The Land of First Impressions

Buying groceries at Meijers.

Having come back to the city for a visit, I notice a form of heraldry in the way people present themselves; how they dress, behave, avoid direct eye contact, go about their business. In my small town in Vermont, everybody knows most of the people they meet on any given day, and most of us know quite a lot about each other too. So when we meet, it doesn’t matter much how we dress, unless it is an occasion that calls for some particular manner of dressing. We always have an archive of knowledge within which we can set each other. So I can be grumpy or peppy or taciturn, without fearing that anyone will think that that has anything central to do with the real me. The real me is more varied and complex, and has been seen, in varying aspects, by people over time.

When I worked in this city, I worked with a small, constant group of people, and so a similar accumulated history was built up around each of them. But now I am just visiting, and most days, as I go shopping, walking, doing my general chores, the people I encounter in stores and on the streets are people I have no recollection of having ever seen before. Indeed in most cases I probably never have seen them before, and since I do not plan to stay long, I expect I shall never see them again.

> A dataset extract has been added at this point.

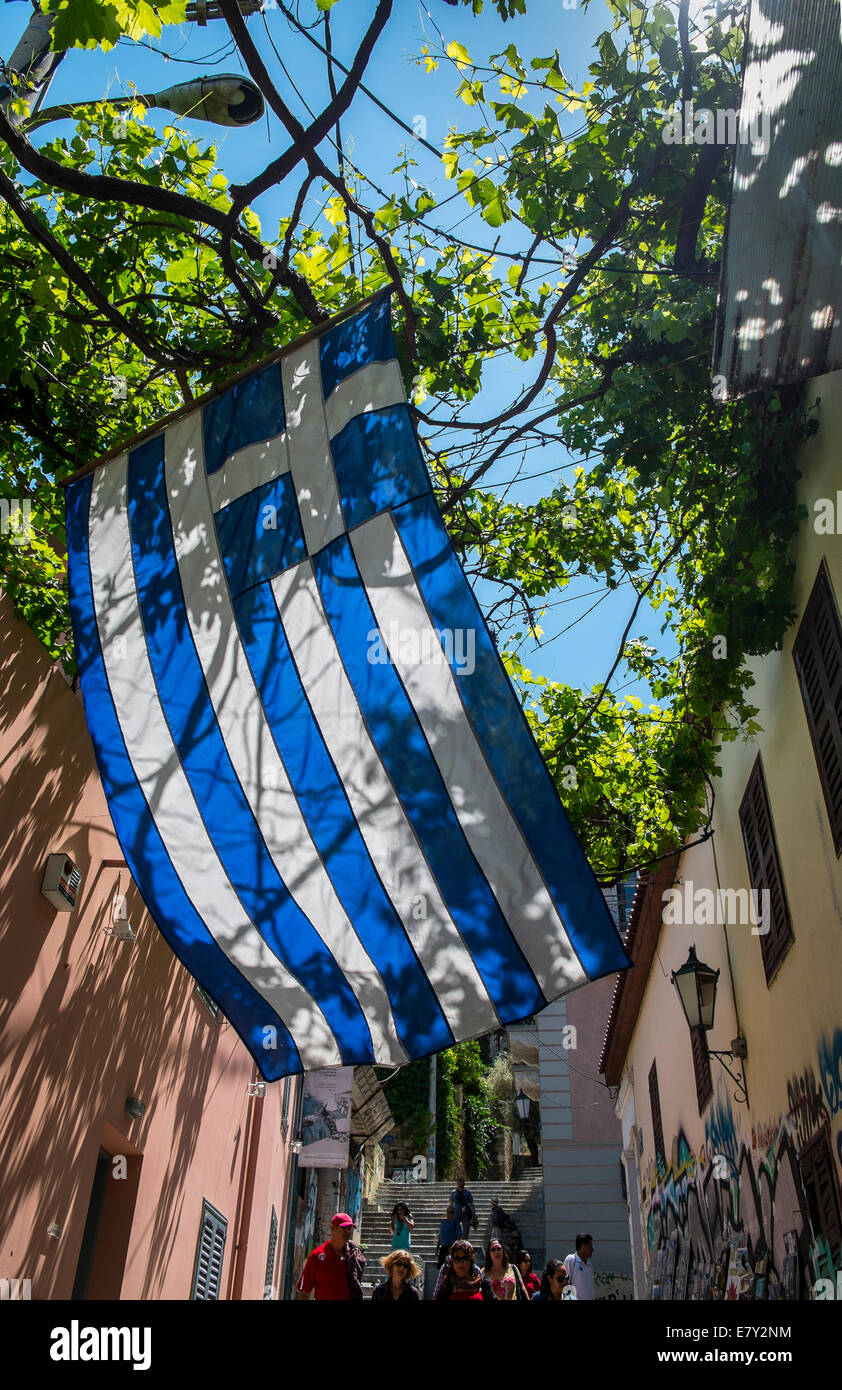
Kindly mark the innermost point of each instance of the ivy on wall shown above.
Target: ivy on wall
(463, 1066)
(407, 1093)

And so the social intercourse, trivial and functional, is conducted entirely on the basis of first impressions. I can tell who the check-out clerk is by the uniform and where they stand. The fellow purchasers treat me, as I treat them, partly as a stereotype, and partly according to these first impressions, broadcast by the heraldry I speak of. They don't seem to pay any attention to me, but I have no doubt they scan and assess me to the same degree that I monitor them. There are ugly fat people, dress-for-success young women, middle-aged men whom I completely ignore. People who look poor, and people who look bored. Pre-occupied business people and people with a certain hauteur. And, of course, the not yet self-conscious little children, some charming, some pestilant, with their attached adults trying to keep them within the rules and trying to mask the fact that they are doing so.

And all of us are aware of the artificiality of this general anonymity. You can see that from the extreme glee people adopt when they do, unexpectedly, encounter someone they know. The greeting is as if something quite astonishing had happened - almost as if meeting someone socially whom you had not seen in years. It seems to call for more intensity of greeting than a mere acknowledgment of the familiar, such as happens at home as you pass a family member in the hall.

And perhaps this vigor of greeting is to undo the heraldry. To say to the ‘real’ person “Don’t pay attention to my exhausted appearance, or my embarrassingly expensive neatly pressed trousers, or the monstrous wrist watch” All these now irrelevant messages can be cancelled out by a display of genuine, slightly overdone, particular pleasure in the meeting.

And this serves to emphasize how clearly, once the familiarity has closed again, the hair, the makeup, the clothes, the way of holding yourself, the air of purpose and competence and organization, is a necessary act, put on to impress, or merely keep at bay, an unpredictable flow of human beings you really have no dealings with, except for a civilized non-aggression pact. Passing each other safely and unharmed is all that is needed. But that is a lot, and it is very much needed. Unless of course anyone makes such a strong and particular impression that you go out of your way to collect further impressions. Corroborating evidence. A relationship, perhaps. And that, of course, is also one of the possibilities being advertised.